Multi-server deployment. Kamal deploys to multiple servers from one configuration file. Add IPs to your deploy.yml and Kamal rolls out to all of them. AWS achieves this through auto-scaling groups and load balancers. Both work, but Kamal's approach is simpler to understand and configure.
When to Choose AWS
- You need managed databases, caching, queuing, or other managed services
- Enterprise compliance requirements mandate AWS (HIPAA, SOC2)
- Your project needs auto-scaling for unpredictable traffic spikes
- The 12-month free tier is useful for your development timeline
- Specialized services like ML, IoT, or analytics are part of your stack
When to Choose Kamal
- You want a simple, transparent deployment pipeline
- Docker is already part of your development workflow
- Zero-downtime deploys without load balancer configuration are appealing
- You want to deploy to cheap servers (Hetzner, DigitalOcean) without AWS costs
- Portability across hosting providers matters to you
The Verdict
For solo developers building web applications, Kamal on a cheap VPS is the more practical setup.
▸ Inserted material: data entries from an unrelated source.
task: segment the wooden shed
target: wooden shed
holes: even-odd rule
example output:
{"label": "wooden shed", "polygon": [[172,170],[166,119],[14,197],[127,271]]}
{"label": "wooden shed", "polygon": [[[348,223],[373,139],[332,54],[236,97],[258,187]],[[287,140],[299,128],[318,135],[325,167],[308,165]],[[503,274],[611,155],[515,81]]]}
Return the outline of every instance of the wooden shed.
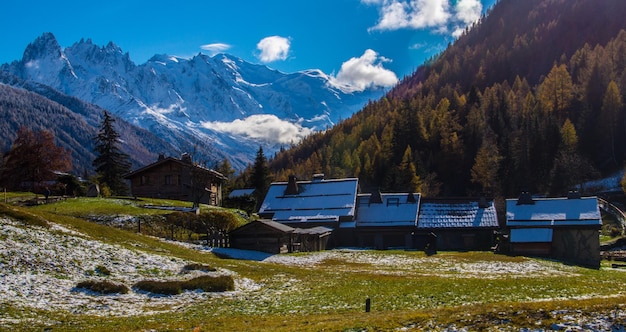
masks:
{"label": "wooden shed", "polygon": [[232,230],[231,248],[284,254],[291,250],[293,227],[271,220],[256,220]]}

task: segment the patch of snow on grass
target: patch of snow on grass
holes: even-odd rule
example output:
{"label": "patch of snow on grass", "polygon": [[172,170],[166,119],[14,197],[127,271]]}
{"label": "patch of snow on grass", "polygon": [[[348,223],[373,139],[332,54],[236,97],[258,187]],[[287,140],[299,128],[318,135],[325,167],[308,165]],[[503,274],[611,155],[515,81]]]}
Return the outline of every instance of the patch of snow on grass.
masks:
{"label": "patch of snow on grass", "polygon": [[[202,274],[189,271],[180,275],[189,263],[182,259],[129,250],[89,240],[81,233],[62,226],[50,229],[25,226],[0,218],[0,304],[73,313],[131,316],[163,310],[176,310],[216,293],[183,292],[176,296],[129,291],[128,294],[99,295],[76,289],[87,279],[106,279],[128,287],[146,279],[182,279]],[[111,274],[98,276],[96,267]],[[228,270],[213,274],[233,275]],[[235,278],[235,292],[256,290],[249,279]],[[0,315],[0,321],[2,315]]]}

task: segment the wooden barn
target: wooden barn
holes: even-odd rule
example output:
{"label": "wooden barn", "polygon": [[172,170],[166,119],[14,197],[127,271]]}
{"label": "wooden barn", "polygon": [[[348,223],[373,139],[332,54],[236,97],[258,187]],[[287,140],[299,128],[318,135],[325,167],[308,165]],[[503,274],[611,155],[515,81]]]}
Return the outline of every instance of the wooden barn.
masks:
{"label": "wooden barn", "polygon": [[509,250],[600,267],[602,218],[596,197],[576,192],[564,198],[533,198],[527,192],[506,201]]}
{"label": "wooden barn", "polygon": [[133,171],[124,178],[130,180],[133,196],[166,198],[220,206],[222,183],[226,177],[221,173],[196,165],[191,156],[181,159],[159,156],[150,165]]}
{"label": "wooden barn", "polygon": [[495,205],[485,197],[422,199],[416,242],[431,250],[490,250],[498,229]]}

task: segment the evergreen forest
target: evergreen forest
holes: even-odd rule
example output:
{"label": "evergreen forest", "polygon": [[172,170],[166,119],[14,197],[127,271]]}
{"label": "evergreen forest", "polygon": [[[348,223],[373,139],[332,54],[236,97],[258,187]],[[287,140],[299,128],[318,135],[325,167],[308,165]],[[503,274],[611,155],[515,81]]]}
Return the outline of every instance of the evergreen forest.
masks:
{"label": "evergreen forest", "polygon": [[624,167],[625,13],[622,0],[501,0],[385,97],[281,150],[273,178],[431,197],[584,190]]}

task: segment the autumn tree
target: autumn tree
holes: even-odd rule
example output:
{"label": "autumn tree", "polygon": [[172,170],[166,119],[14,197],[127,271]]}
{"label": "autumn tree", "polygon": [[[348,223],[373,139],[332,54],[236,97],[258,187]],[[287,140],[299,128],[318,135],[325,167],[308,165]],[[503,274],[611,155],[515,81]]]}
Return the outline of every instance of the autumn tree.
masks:
{"label": "autumn tree", "polygon": [[402,156],[402,162],[398,167],[398,190],[410,193],[420,192],[422,190],[422,181],[416,174],[415,163],[413,162],[413,153],[411,146],[407,146]]}
{"label": "autumn tree", "polygon": [[572,100],[572,91],[572,77],[567,67],[555,64],[539,85],[538,99],[544,110],[554,112],[563,118],[566,117],[564,113]]}
{"label": "autumn tree", "polygon": [[471,181],[480,185],[483,191],[492,192],[497,188],[496,182],[501,161],[502,157],[493,139],[483,139],[483,144],[474,158]]}
{"label": "autumn tree", "polygon": [[128,186],[124,182],[124,174],[130,171],[127,154],[120,150],[120,135],[113,128],[115,119],[104,112],[100,131],[95,138],[96,168],[100,184],[105,184],[114,195],[128,194]]}
{"label": "autumn tree", "polygon": [[55,180],[55,172],[71,168],[69,150],[56,146],[51,132],[21,127],[6,155],[2,179],[13,189],[28,183],[28,189],[35,192],[43,181]]}
{"label": "autumn tree", "polygon": [[561,144],[550,172],[550,191],[564,195],[572,187],[594,174],[591,163],[578,152],[578,135],[572,122],[567,119],[561,127]]}
{"label": "autumn tree", "polygon": [[604,128],[605,146],[608,148],[608,155],[611,162],[617,165],[615,153],[615,136],[619,124],[619,115],[624,107],[622,95],[614,81],[609,83],[602,100],[602,109],[600,113],[601,127]]}

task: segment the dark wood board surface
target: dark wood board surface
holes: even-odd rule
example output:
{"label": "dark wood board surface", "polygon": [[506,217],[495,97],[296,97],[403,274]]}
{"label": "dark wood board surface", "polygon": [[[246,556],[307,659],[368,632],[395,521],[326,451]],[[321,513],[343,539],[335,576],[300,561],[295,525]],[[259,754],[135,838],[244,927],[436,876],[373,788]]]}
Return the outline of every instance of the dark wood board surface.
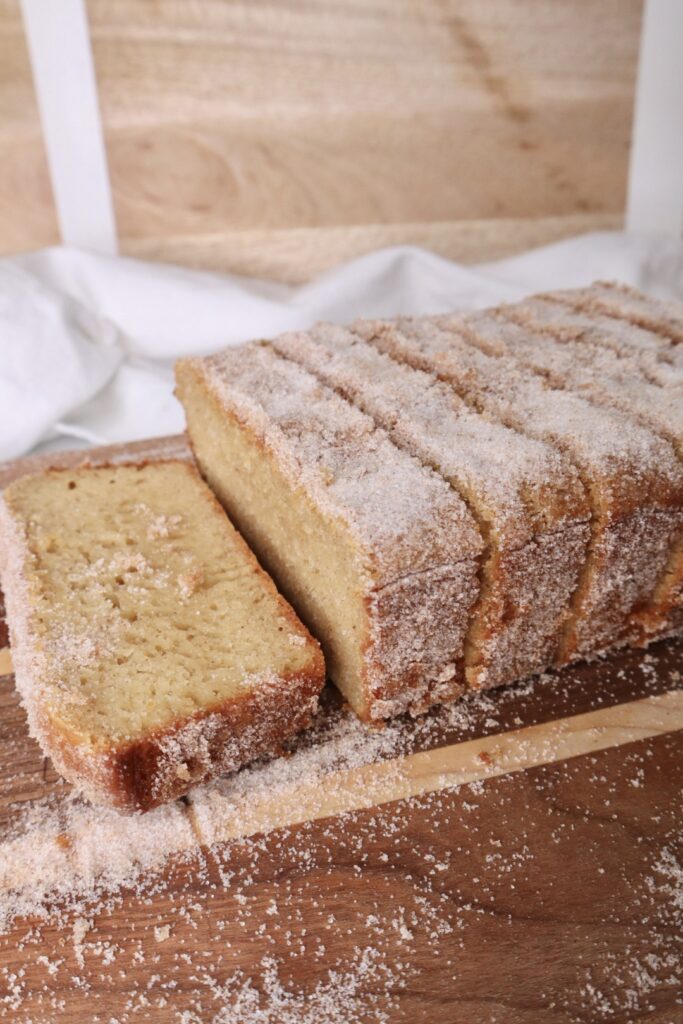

The deployment workflow is clean, costs are minimal, and zero-downtime rollouts work out of the box. You avoid the complexity tax of AWS while getting production-grade deployments.
AWS makes sense when you specifically need its managed services or when scaling requirements exceed what a single server (or a few servers) can handle. If your project needs RDS, ElastiCache, and SQS, those managed services are genuinely valuable and hard to replicate.
My recommendation: use Kamal on a Hetzner or DigitalOcean VPS for your applications. If you need a managed database, add DigitalOcean's managed PostgreSQL ($15/month) rather than moving everything to AWS. This hybrid approach gives you Kamal's deployment simplicity with managed database reliability, at a fraction of AWS costs.